My own absorption with angling dates back into the dimness of babyhood, and I have no bright-colored recollection of a first fishing expedition or a first fish or anything of that sort. Fishing and hunting were simply things that men and boys in my family did, and sometimes women and girls as well, often to the neglect of more germane pursuits. While the hunting involved hazardous weapons and thus came later, the fishing went on from the time you could hold a small pole in your pudgy hand and could bear without wailing to watch somebody impale a worm or grasshopper on your hook.

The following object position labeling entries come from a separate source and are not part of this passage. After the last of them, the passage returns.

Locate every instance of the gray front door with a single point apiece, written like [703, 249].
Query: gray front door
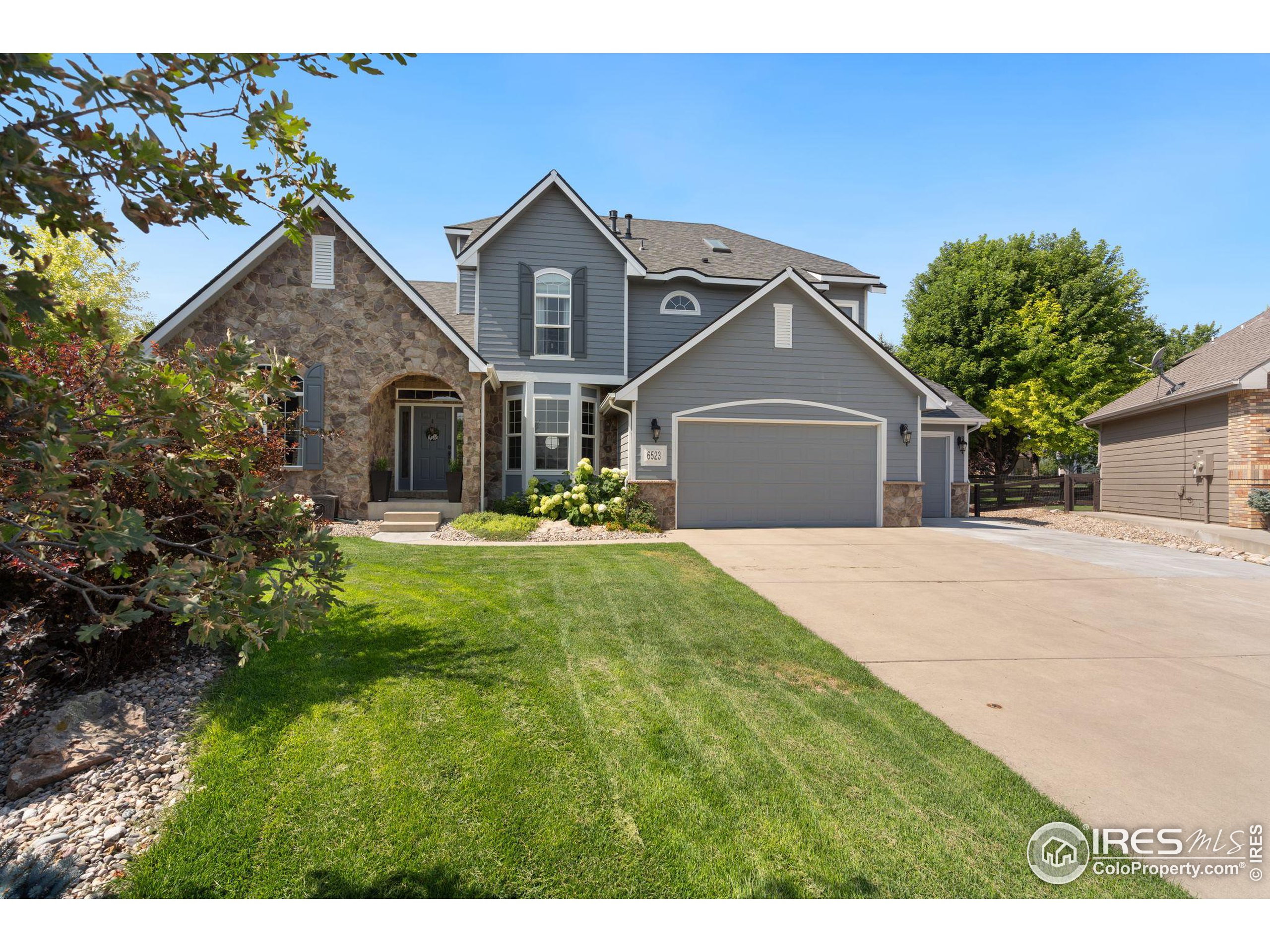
[769, 474]
[431, 456]
[935, 475]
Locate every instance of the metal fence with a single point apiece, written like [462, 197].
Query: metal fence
[1067, 490]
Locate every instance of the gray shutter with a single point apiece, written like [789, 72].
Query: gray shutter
[316, 414]
[526, 337]
[579, 313]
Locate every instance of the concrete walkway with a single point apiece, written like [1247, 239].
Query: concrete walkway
[1133, 681]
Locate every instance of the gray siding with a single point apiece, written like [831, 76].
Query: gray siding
[1146, 459]
[553, 233]
[740, 362]
[654, 334]
[468, 291]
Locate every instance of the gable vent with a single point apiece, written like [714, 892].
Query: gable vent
[785, 325]
[324, 261]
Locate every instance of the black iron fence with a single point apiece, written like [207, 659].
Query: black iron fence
[1069, 490]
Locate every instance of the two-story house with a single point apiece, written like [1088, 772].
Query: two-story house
[734, 377]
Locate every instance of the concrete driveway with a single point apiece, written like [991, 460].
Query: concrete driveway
[1133, 681]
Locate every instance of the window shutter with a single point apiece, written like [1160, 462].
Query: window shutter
[578, 316]
[324, 262]
[785, 325]
[526, 337]
[316, 414]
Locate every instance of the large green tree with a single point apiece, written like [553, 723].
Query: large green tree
[1037, 330]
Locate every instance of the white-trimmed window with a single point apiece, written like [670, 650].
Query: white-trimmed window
[515, 457]
[553, 310]
[784, 325]
[552, 433]
[587, 429]
[324, 261]
[681, 302]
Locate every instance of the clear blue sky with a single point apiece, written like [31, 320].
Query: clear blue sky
[874, 160]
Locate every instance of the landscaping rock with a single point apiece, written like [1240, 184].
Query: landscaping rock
[89, 730]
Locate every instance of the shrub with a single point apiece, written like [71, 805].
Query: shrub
[497, 527]
[141, 498]
[515, 504]
[1259, 499]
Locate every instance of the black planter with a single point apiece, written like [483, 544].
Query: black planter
[381, 481]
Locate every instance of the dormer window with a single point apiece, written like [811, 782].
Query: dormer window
[553, 300]
[681, 302]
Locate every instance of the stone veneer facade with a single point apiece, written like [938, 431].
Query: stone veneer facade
[1249, 455]
[370, 338]
[901, 503]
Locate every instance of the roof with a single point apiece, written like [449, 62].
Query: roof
[670, 245]
[956, 408]
[631, 390]
[444, 296]
[1217, 367]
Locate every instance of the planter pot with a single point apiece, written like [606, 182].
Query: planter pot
[381, 481]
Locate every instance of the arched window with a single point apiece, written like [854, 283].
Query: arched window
[553, 298]
[680, 302]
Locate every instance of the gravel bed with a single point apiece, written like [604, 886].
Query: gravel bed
[366, 529]
[559, 531]
[1127, 531]
[101, 818]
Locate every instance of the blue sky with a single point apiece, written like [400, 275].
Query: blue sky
[874, 160]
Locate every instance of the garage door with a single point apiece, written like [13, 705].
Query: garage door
[767, 474]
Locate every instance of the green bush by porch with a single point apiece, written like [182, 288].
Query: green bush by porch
[583, 721]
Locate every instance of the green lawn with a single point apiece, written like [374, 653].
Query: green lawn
[583, 721]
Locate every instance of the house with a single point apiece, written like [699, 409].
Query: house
[1196, 440]
[734, 377]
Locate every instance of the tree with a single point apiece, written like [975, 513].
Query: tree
[83, 275]
[991, 315]
[139, 490]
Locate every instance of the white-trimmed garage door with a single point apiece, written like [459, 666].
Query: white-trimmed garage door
[776, 474]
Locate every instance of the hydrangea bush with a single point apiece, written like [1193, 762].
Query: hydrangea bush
[584, 498]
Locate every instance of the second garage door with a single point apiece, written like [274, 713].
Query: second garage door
[767, 474]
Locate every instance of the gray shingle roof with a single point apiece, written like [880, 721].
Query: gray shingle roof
[956, 409]
[444, 295]
[666, 245]
[1207, 370]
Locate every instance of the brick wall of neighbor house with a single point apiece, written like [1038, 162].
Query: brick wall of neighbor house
[658, 494]
[1249, 459]
[901, 503]
[368, 334]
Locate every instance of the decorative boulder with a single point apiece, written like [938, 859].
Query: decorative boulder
[85, 731]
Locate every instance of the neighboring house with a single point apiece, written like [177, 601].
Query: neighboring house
[733, 376]
[1212, 407]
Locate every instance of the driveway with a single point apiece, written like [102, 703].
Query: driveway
[1133, 681]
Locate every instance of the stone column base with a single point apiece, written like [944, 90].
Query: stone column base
[901, 503]
[658, 494]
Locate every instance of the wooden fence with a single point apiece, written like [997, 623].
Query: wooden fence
[1067, 490]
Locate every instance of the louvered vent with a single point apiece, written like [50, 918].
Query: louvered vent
[785, 325]
[324, 261]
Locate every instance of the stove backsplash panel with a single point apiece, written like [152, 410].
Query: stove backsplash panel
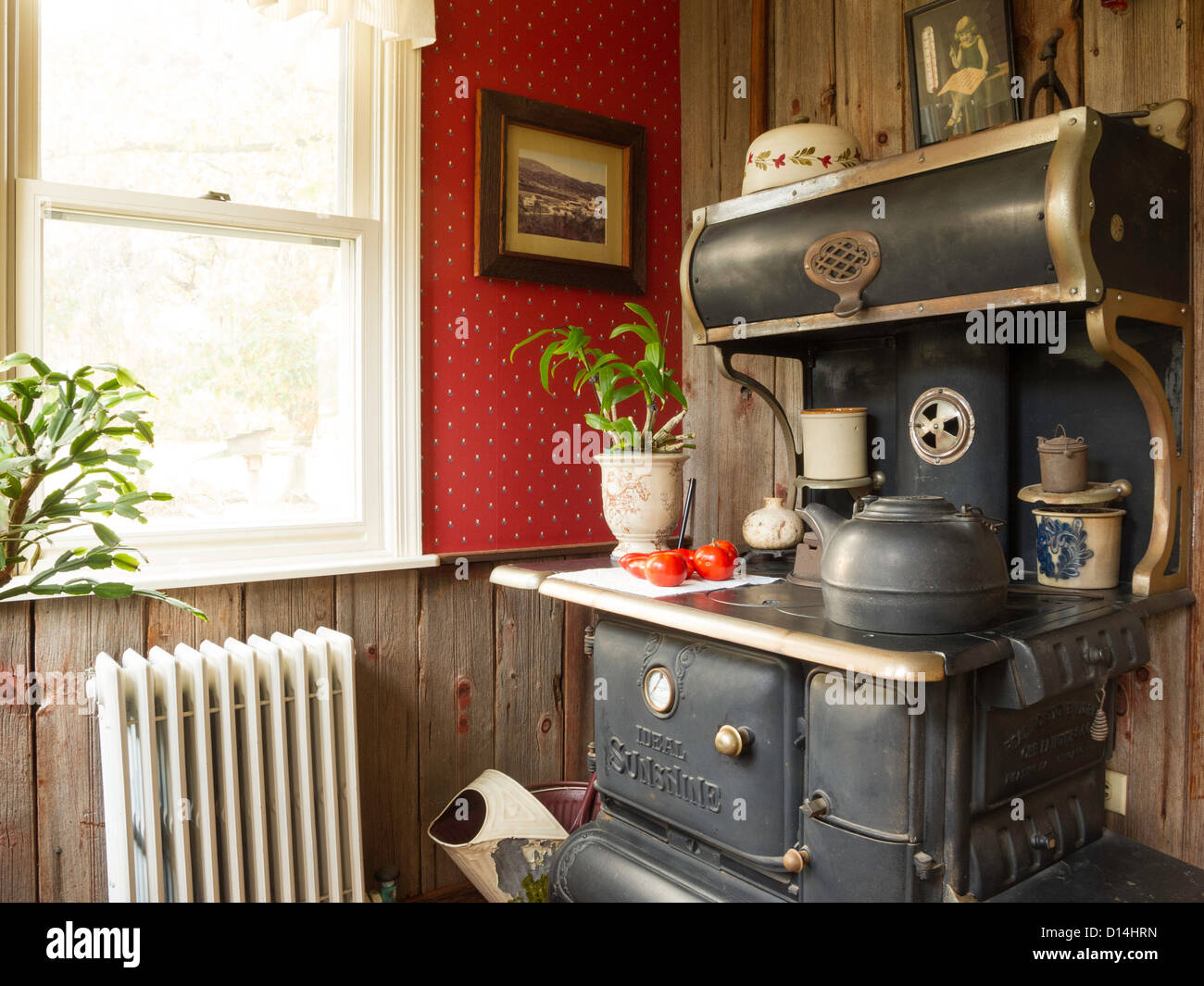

No one that I remember among my kinsmen used a fly rod; a good heavy bass-casting rig was the standard thing to have, with a Pflueger Supreme or Shakespeare President reel as its basis if you could afford one. But an old doctor and a couple of other family friends did fly-fish a little, and from the age of nine or ten onward I supplemented such information as they could give me through reading outdoors magazines in which, in that era, all fish seemed to be huge vicious creatures that would tear your arm from its socket if given half a chance. Then at some point I spent some money earned selling the Saturday Evening Post on a floppy Horrocks-Ibbotson bamboo fly rod, a primitive brass reel, and an untapered, sticky, oiled-silk fly line whose weight was wrong for the rod’s action and that smelled like old yellow slickers.

I got these items at a discount through the friendly influence of a gaunt and quirkish Depression drifter in his forties called for some reason Hackberrry Stolz, who for a spell eked out a living of sorts as the tackle and gun repairman at Waggoner and Daniel, a leading sporting goods store in Fort Worth then, where I and some others like me spent hours each week smudging the glass showcases with our noses while we studied reels and lures and other treasures beyond our short financial reach. Hack was fond of kids, or fond at any rate of expatiating to them in his abundant spare time upon that topic that drew them within his orbit. I suppose I was a good listener, for he did me that favor with the fly outfit and used to speak of taking me fishing with him, though when we finally did get out together it was I who took him in a way.